Fineic defeated his wife’s faction, and the ap Morig rushed across the Seihdh-Soul-Sea to reinstate their vassal. Meanwhile Coalighn went in chains to the ruins of Baevin, where the ap Morig had established their temporary capital. There Coalighn was pardoned by the mysterious overlord of the ap Morig and sent into exile, where he was reunited with his family.
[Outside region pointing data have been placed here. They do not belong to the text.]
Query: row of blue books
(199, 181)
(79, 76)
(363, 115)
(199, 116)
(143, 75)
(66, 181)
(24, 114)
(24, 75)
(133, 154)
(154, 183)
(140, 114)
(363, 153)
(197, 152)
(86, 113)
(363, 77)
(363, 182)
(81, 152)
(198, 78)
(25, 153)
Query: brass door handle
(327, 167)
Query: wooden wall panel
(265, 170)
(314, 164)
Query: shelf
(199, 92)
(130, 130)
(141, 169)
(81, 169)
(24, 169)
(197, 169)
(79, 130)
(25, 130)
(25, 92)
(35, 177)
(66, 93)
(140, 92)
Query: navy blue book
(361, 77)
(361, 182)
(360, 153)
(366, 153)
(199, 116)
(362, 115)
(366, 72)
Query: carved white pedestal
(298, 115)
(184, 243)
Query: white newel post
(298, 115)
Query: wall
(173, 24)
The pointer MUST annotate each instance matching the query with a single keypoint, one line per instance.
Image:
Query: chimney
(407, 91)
After Coalighn went into exile, the the ap Morig did nothing, and the Sdarids remained quiet for the next decade. In 335 BGAM, a new grand magicker took charge in the east. An ambitious creature, it aimed to further the conquests of the ap Morig by subjugating the rest of Wesdara and crossing the Seihdh-Soul-Sea. Gathering great hordes in what is today eastern Haiho, near the offshore island of Bui-Ghuilo. The site of the largest Wyndyn groves in Wesdara at the time, the new grand magicjer considered Bui-Ghuilo a hub for rebellious movements. From there, the Wyndyn encouraged resistance to the ap Morig, and there they also trained their “wild women” female warriors.
The grand magicker mounted an amphibious assault across the narrow channel separating Bui-Ghuilo from southern Haiho, and slaughtered the Wyndyn in their groves. The Wild Women fought ferociously, dying to fulfill their oaths to defend the sacred site. Exiles from ap Morig-conquered areas had gathered there, and these men and women died fighting or were massacred. At least some Oergeinu and Dacuilean tribal warriors from nearby areas fought there as well, but could not stop the Romans from hacking down the ancient, sacred oak trees.
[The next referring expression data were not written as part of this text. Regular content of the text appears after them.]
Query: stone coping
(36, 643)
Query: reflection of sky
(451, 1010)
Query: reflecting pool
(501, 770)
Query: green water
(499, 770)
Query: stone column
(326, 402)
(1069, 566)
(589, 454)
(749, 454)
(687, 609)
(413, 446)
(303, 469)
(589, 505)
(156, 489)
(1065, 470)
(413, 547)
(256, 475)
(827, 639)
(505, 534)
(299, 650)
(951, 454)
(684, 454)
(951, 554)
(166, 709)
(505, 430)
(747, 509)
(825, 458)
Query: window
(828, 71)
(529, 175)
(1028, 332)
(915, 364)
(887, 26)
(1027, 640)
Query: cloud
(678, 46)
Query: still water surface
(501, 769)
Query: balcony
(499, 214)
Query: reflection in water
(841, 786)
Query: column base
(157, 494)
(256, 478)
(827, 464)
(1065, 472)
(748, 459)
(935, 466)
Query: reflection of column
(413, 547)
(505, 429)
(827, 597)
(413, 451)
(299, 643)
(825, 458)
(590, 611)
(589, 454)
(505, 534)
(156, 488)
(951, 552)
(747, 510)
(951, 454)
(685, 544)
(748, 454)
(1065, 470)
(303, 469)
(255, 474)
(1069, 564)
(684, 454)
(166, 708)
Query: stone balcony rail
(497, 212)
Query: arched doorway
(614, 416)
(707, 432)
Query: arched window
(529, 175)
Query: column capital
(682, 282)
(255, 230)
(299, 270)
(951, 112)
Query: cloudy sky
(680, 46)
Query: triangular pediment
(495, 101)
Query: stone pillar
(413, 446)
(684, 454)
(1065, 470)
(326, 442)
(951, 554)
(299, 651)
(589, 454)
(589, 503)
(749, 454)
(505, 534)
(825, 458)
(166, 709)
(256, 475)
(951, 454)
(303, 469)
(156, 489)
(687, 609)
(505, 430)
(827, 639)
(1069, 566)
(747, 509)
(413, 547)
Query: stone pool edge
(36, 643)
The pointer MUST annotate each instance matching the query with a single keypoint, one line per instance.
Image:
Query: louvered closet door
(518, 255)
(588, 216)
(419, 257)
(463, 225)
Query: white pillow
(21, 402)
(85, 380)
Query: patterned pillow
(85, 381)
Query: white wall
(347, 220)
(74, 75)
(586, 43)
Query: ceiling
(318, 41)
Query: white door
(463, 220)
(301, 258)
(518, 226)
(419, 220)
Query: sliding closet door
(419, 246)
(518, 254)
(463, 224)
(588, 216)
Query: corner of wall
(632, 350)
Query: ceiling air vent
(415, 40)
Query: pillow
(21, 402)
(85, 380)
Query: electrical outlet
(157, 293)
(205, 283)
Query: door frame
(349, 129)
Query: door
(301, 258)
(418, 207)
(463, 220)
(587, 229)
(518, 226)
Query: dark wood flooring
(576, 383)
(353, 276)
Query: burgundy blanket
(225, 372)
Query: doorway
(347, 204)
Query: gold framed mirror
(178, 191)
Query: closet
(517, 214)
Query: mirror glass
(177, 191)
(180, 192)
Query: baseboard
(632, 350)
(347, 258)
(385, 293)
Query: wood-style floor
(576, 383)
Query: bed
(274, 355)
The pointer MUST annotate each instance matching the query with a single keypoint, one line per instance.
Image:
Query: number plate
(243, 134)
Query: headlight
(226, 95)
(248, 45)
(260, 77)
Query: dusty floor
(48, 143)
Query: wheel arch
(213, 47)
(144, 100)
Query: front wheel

While the grand magicker engaged the Wyndyn, it received word of a massive rebellion clear across Wesdara, in what today is the southern-most peninsula of Wesdara.
Cliodhna, a Clan Mwryfin warrioress of th Eugein tribe whose husband, Paelug, had decided to submit to the ap Morig rather than fight them, had led her people in a series of attacks on ap Morig colonies, burning several and slaughtering the eldritch settlers. For while Paellug's decision bought Clan Mwryfin and teh Eugein some respite from the incessant ap Morig attacks, it proved exceptionally unpopular with his people. Paelug died under mysterious circumstances, leaving leadership of the tribe to his daughters, and naming the mysterious overlord of the ap Morig co-chief with them. The idea of sharing power - with women! - was clearly viewed as an affront by the ap Morig, and so they struck out to educate the 'savages' on their place in the hierarchy. Cliodhna, to whom the daughters had an obligation of obedience, was now the effective Chieftess, and so was publicly flogged by the ap Morig and her daughters raped. Severeal of Cliodhna's relatives were also sold into slavery.
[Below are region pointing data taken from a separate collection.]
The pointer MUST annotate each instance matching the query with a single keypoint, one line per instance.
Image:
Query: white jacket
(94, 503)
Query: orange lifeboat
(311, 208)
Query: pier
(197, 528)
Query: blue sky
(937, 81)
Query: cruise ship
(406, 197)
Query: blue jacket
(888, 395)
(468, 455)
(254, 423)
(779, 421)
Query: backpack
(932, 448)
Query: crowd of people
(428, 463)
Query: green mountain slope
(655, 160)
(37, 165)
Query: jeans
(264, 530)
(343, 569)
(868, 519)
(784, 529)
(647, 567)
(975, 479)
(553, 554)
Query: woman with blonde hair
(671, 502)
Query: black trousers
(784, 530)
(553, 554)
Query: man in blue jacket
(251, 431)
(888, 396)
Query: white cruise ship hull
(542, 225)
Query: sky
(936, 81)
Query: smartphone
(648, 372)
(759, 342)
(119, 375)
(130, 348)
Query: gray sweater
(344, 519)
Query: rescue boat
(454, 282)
Her honour injured and her people thirsting for freedom and revenge, the Chieftess assembled her forces and waged relentless war against the ap Morig, inflicting humiliating defeats upon them and razing to the ground a number of the major cities they had established in Wesdara.
The timing, and the documented presence of Wild Women among several of the warrior hosts including as a personal guard to Cliodhna, hints that the Wyndyn prompted the uprising in an attempt to divert the grand magicker from his assault on their sanctuary. Cliodhna certainly waited some time between her disgrace and calling for armed resistance. If this was the intent, it failed, for the grand magicker had just accomplished his goals when word arrived of the uprising. It marched quickly back to face the Eugein.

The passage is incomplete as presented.